Primeiramente o cronista, cuja persona na série Bons dias! é a de um um relojoeiro, diz que não crê em curandeiros e que suas próprias doenças são sempre latinas ou gregas: Hão de fazer-me esta justiça, ainda os meus mais ferrenhos inimigos: é que não sou curandeiro, eu não tenho parente curandeiro, não conheço curandeiro, e nunca vi cara, fotografia ou relíquia, sequer, de curandeiro. Quando adoeço não é de espinhela caída, — coisa que podia aconselhar-me a curanderia; é sempre de moléstias latinas ou gregas. (ASSIS, 2008a, p. 295, grifo meu)

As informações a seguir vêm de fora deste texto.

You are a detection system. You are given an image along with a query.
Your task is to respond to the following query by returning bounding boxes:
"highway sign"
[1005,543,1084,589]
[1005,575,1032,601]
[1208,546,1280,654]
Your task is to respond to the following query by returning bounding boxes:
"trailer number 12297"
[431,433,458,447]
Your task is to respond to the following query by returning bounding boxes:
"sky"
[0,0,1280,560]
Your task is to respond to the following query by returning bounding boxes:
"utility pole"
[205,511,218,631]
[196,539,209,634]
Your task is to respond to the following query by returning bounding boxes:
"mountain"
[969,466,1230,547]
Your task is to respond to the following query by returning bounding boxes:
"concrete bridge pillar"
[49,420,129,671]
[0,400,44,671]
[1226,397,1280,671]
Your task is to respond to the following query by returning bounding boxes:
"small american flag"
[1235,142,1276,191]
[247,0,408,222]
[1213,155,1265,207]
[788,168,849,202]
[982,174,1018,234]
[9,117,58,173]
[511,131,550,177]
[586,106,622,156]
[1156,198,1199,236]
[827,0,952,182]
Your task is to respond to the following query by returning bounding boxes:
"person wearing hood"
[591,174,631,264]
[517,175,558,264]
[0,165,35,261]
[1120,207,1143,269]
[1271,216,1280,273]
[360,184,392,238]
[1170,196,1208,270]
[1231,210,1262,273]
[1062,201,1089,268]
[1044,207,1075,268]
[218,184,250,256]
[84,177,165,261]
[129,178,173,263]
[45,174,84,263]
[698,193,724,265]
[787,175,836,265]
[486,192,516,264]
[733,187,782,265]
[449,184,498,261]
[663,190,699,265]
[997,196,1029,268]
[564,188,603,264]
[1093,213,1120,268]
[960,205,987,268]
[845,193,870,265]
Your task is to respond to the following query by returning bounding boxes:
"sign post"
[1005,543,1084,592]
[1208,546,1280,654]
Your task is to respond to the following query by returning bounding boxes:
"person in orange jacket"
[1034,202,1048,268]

Mesmo o cronista-relojoeiro não tem doenças com nomes populares. Ele as tem em línguas clássicas. Depois se vê o porquê dessa advertência, quando o cronista ao final acaba tomando o partido do curandeiro que para ele “é pai de Hipócrates”. Antes disso, porém, há uma divertida passagem referindo-se ao parecer científico que fizeram das ervas do místico:

Pelo relatório se vê que Tobias [como era chamado o curandeiro] é um tanto Monsieur Jourdain, que falava em prosa sem o saber; Tobias curava em línguas clássicas. Aplicava, por exemplo, solanum argentum, certa erva, que não vem com outro nome; possuía umas cinquenta gramas de aristolochia appendiculata, que dava aos clientes; é a raiz de mil-homens. (ASSIS, 2008a, p. 295)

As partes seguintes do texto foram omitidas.